In a video conference with multiple participants, each participant's video may be displayed in a grid layout. When many participants are present, not all videos can be displayed at full resolution due to screen real estate and bandwidth constraints. The system needs to deliver multiple participant streams simultaneously, potentially at different quality levels based on their importance (e.g., active speaker at high quality, other participants at lower quality).

Each original publisher (participant) encodes their video at multiple quality levels and publishes these as a switching set. The end subscriber subscribes to multiple switching sets (one per participant) and assigns relative weights to indicate importance—for example, giving the active speaker higher weight than other participants. When the active speaker changes, the subscriber adjust relative weights. The relay allocates its forwarding capacity across all switching sets according to the subscriber-indicated weights, selecting appropriate quality levels for each participant stream to fit within the total available bandwidth.

┌────────────────────────────────────────────────────────────────────┐
│                       Original Publishers                          │
│                                                                    │
│  ┌───────────┐ ┌───────────┐ ┌───────────┐ ┌───────────┐           │
│  │ Part.
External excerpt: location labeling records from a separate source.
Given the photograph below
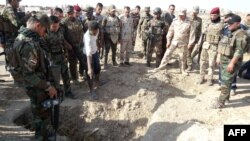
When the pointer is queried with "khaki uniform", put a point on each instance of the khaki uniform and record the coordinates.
(179, 35)
(127, 38)
(209, 49)
(196, 30)
(230, 47)
(112, 29)
(157, 29)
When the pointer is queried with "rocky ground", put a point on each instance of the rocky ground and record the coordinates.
(134, 105)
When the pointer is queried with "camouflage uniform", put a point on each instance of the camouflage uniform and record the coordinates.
(157, 29)
(209, 49)
(179, 35)
(142, 30)
(168, 19)
(112, 29)
(58, 62)
(136, 19)
(231, 46)
(34, 73)
(74, 35)
(127, 37)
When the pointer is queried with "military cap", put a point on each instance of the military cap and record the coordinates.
(147, 9)
(215, 10)
(196, 9)
(183, 11)
(234, 19)
(93, 25)
(70, 9)
(227, 12)
(112, 8)
(157, 10)
(43, 19)
(77, 8)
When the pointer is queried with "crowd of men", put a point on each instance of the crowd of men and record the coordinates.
(40, 50)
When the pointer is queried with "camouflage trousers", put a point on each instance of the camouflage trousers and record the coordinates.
(41, 116)
(227, 78)
(155, 46)
(182, 54)
(208, 56)
(60, 69)
(125, 51)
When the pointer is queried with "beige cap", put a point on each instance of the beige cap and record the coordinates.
(182, 11)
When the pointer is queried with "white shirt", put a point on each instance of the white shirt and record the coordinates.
(90, 46)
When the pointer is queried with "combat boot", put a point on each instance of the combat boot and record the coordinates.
(210, 82)
(201, 80)
(189, 68)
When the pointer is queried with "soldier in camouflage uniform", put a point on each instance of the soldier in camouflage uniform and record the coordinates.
(196, 30)
(127, 36)
(34, 71)
(112, 28)
(74, 35)
(99, 18)
(168, 18)
(142, 30)
(210, 45)
(179, 38)
(56, 46)
(157, 29)
(136, 18)
(231, 49)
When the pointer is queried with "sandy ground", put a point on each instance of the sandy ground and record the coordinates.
(134, 105)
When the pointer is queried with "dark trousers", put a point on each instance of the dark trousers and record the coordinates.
(96, 69)
(109, 44)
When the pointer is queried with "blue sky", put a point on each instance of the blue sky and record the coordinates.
(235, 5)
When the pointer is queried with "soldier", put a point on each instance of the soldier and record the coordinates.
(112, 28)
(231, 48)
(168, 18)
(34, 72)
(99, 18)
(157, 29)
(127, 36)
(209, 49)
(11, 23)
(74, 35)
(142, 30)
(178, 37)
(136, 18)
(196, 30)
(58, 12)
(55, 42)
(92, 57)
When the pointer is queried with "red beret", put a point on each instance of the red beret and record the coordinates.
(77, 8)
(215, 10)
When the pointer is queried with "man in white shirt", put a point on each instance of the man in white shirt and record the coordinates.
(92, 57)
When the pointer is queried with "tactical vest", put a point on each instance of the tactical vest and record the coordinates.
(74, 31)
(144, 27)
(156, 27)
(112, 28)
(213, 33)
(226, 46)
(55, 42)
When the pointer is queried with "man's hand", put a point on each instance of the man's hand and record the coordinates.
(230, 68)
(90, 73)
(168, 45)
(52, 92)
(2, 45)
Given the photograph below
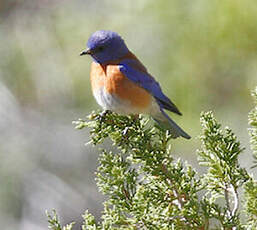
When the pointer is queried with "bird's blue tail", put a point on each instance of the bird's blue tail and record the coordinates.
(167, 123)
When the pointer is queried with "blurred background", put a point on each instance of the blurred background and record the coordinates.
(203, 53)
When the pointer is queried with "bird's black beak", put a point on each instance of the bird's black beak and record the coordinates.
(85, 52)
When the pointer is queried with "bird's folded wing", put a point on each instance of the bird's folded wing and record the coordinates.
(142, 78)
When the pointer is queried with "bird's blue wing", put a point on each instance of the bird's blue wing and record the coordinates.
(142, 78)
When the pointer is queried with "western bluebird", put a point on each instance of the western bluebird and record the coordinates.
(121, 83)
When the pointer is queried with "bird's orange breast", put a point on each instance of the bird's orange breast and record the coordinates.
(115, 83)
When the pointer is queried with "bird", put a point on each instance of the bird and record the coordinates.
(122, 84)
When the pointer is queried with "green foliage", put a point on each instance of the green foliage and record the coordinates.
(54, 223)
(146, 188)
(253, 130)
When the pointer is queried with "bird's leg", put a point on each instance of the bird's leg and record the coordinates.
(103, 114)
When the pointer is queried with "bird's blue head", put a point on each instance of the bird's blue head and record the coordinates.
(105, 46)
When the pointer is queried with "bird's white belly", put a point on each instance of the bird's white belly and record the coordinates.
(112, 102)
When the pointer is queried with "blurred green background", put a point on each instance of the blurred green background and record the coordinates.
(203, 53)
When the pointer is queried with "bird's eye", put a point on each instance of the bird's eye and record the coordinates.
(100, 48)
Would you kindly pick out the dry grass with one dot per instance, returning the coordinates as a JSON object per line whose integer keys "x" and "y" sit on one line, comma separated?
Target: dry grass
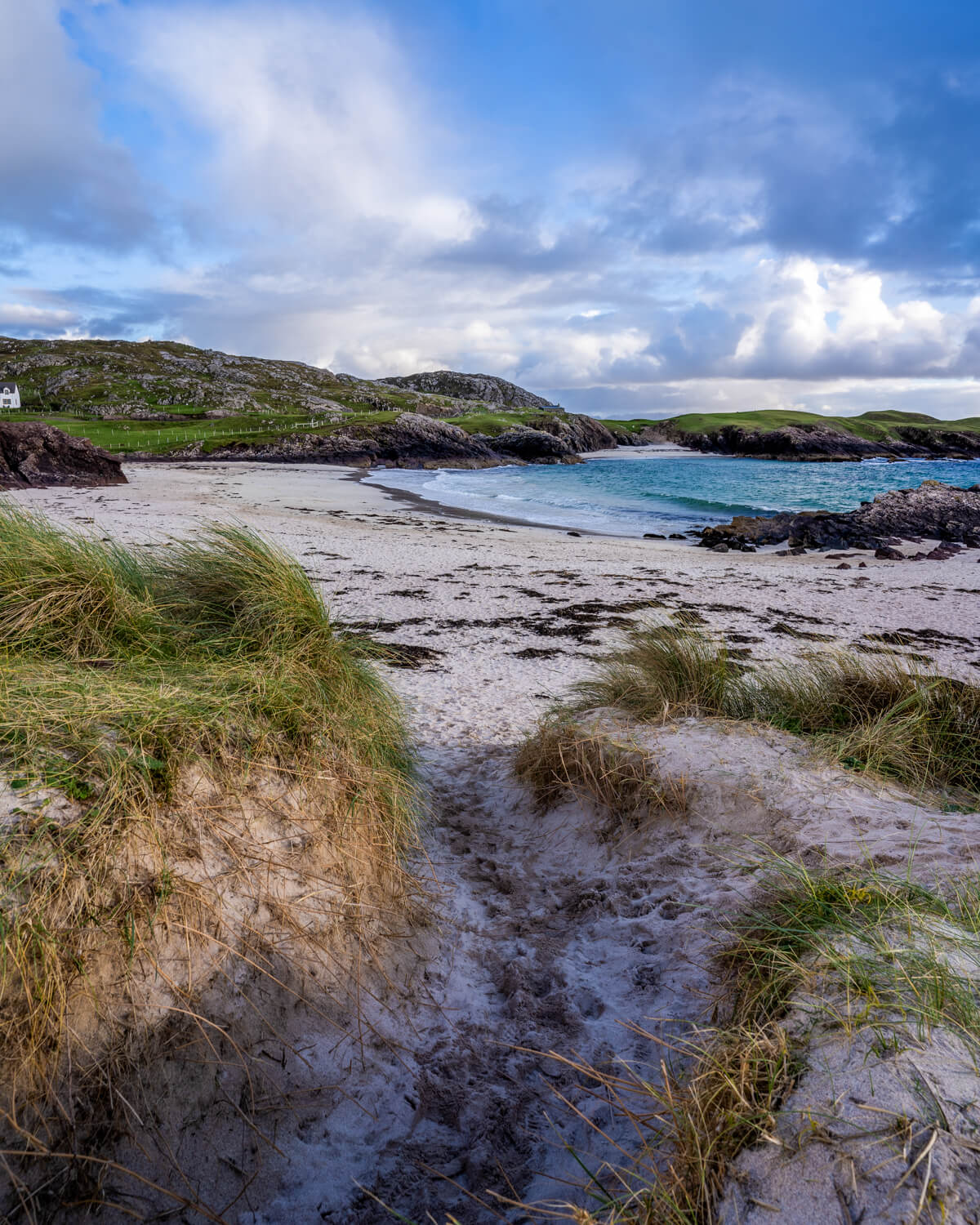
{"x": 208, "y": 782}
{"x": 852, "y": 950}
{"x": 920, "y": 728}
{"x": 563, "y": 757}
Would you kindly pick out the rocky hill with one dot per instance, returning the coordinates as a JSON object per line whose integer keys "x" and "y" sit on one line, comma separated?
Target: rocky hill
{"x": 164, "y": 399}
{"x": 793, "y": 435}
{"x": 152, "y": 379}
{"x": 484, "y": 387}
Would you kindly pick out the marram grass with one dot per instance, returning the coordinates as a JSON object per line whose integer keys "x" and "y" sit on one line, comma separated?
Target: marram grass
{"x": 852, "y": 951}
{"x": 920, "y": 728}
{"x": 222, "y": 754}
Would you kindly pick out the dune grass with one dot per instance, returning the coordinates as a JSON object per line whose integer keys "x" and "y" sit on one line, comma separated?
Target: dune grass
{"x": 844, "y": 950}
{"x": 919, "y": 728}
{"x": 142, "y": 693}
{"x": 563, "y": 759}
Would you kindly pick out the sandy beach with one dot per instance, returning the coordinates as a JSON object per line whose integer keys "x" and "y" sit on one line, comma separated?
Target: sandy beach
{"x": 546, "y": 936}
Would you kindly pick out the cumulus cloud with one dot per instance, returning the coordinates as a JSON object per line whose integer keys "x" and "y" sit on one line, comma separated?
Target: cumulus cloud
{"x": 63, "y": 179}
{"x": 313, "y": 122}
{"x": 757, "y": 237}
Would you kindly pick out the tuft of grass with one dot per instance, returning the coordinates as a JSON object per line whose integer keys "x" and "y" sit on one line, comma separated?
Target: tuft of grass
{"x": 663, "y": 671}
{"x": 561, "y": 757}
{"x": 920, "y": 728}
{"x": 842, "y": 950}
{"x": 203, "y": 769}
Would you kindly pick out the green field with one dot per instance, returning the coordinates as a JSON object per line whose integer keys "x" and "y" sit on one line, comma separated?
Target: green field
{"x": 875, "y": 426}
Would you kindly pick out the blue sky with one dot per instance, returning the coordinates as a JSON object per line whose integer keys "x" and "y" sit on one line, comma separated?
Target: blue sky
{"x": 635, "y": 207}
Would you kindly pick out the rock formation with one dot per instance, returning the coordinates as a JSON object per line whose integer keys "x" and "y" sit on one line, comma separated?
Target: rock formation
{"x": 485, "y": 387}
{"x": 818, "y": 443}
{"x": 33, "y": 455}
{"x": 933, "y": 510}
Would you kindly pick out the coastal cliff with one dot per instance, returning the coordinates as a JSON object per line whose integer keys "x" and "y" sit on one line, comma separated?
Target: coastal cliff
{"x": 805, "y": 436}
{"x": 933, "y": 511}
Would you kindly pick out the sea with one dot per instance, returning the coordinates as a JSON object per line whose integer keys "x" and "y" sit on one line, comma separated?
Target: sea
{"x": 663, "y": 490}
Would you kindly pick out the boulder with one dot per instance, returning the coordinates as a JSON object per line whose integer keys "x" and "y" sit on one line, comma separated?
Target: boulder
{"x": 933, "y": 510}
{"x": 34, "y": 455}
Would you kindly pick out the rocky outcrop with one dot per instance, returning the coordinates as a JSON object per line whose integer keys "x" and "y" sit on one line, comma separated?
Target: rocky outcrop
{"x": 409, "y": 441}
{"x": 578, "y": 433}
{"x": 412, "y": 440}
{"x": 485, "y": 387}
{"x": 933, "y": 511}
{"x": 532, "y": 446}
{"x": 823, "y": 443}
{"x": 33, "y": 455}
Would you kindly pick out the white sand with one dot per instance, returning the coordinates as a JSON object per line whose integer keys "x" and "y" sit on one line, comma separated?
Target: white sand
{"x": 550, "y": 935}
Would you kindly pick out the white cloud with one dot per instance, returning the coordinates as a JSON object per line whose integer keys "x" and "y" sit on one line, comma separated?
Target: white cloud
{"x": 314, "y": 122}
{"x": 63, "y": 179}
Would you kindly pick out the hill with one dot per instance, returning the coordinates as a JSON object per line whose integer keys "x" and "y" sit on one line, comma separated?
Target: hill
{"x": 786, "y": 434}
{"x": 484, "y": 387}
{"x": 164, "y": 399}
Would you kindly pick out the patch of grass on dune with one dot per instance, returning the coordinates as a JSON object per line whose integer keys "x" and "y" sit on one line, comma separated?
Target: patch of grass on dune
{"x": 156, "y": 691}
{"x": 848, "y": 951}
{"x": 920, "y": 728}
{"x": 563, "y": 759}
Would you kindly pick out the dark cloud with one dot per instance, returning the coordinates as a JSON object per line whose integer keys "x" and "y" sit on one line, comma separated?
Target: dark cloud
{"x": 63, "y": 179}
{"x": 896, "y": 184}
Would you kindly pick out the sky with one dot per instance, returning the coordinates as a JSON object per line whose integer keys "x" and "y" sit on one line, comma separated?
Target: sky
{"x": 636, "y": 207}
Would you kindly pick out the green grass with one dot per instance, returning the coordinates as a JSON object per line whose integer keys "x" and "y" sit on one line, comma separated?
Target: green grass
{"x": 125, "y": 675}
{"x": 563, "y": 759}
{"x": 919, "y": 728}
{"x": 847, "y": 951}
{"x": 497, "y": 423}
{"x": 872, "y": 426}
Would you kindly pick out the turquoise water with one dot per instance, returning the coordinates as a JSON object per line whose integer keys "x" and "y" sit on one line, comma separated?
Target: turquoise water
{"x": 663, "y": 492}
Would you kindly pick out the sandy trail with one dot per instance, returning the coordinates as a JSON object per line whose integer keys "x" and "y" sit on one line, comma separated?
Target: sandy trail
{"x": 550, "y": 931}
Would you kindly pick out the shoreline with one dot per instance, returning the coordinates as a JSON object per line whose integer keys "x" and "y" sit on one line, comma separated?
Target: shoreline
{"x": 553, "y": 931}
{"x": 419, "y": 501}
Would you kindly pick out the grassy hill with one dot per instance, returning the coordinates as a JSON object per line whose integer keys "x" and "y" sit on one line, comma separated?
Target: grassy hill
{"x": 161, "y": 396}
{"x": 879, "y": 426}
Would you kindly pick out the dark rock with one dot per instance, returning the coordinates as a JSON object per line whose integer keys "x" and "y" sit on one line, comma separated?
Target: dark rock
{"x": 533, "y": 446}
{"x": 933, "y": 510}
{"x": 33, "y": 455}
{"x": 816, "y": 441}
A   │ │ Part. B   │ │ Part. C   │ │ Part. D   │  ...      │
│  │ hi/med/lo │ │ hi/med/lo │ │ hi/med/lo │ │ hi/med/lo │           │
│  └─────┬─────┘ └─────┬─────┘ └─────┬─────┘ └─────┬─────┘           │
│        │             │             │             │                 │
└────────┼─────────────┼─────────────┼─────────────┼─────────────────┘
         │             │             │             │
         ▼             ▼             ▼             ▼
┌────────────────────────────────────────────────────────────────────┐
│                            Relay                                   │
│                                                                    │
│  Allocates bandwidth across switching sets (participants)          │
│  Selects quality per participant based on:                         │
│    - Subscriber-indicated weights per switching set                │
│    - Total available bandwidth                                     │
│    - Throughput thresholds per rendition                           │
│                                                                    │
└──────────────────────────────┬─────────────────────────────────────┘
                               │
                               │  Multiple streams at varying qualities
                               │  (e.g., A@hi, B@med, C@lo, D@lo)
                               ▼
┌────────────────────────────────────────────────────────────────────┐
│                         End Subscriber                             │
│                                                                    │
│  ┌─────────────────────┐ ┌────────┐ ┌────────┐ ┌────────┐          │
│  │                     │ │        │ │        │ │        │          │
│  │   Participant A     │ │ Part B │ │ Part C │ │ Part D │          │
│  │   (high quality)    │ │ (med)  │ │ (low)  │ │ (low)  │          │
│  │                     │ │        │ │        │ │        │          │
│  └─────────────────────┘ └────────┘ └────────┘ └────────┘          │
│                                                                    │
└────────────────────────────────────────────────────────────────────┘

A.2.2. Screen Sharing with Video

A participant shares their screen while also transmitting camera video. The screen content may have different characteristics than camera video (e.g., higher resolution for text readability, lower frame rate acceptable). The system needs to prioritize bandwidth between screen sharing and camera video based on content type and subscriber preferences.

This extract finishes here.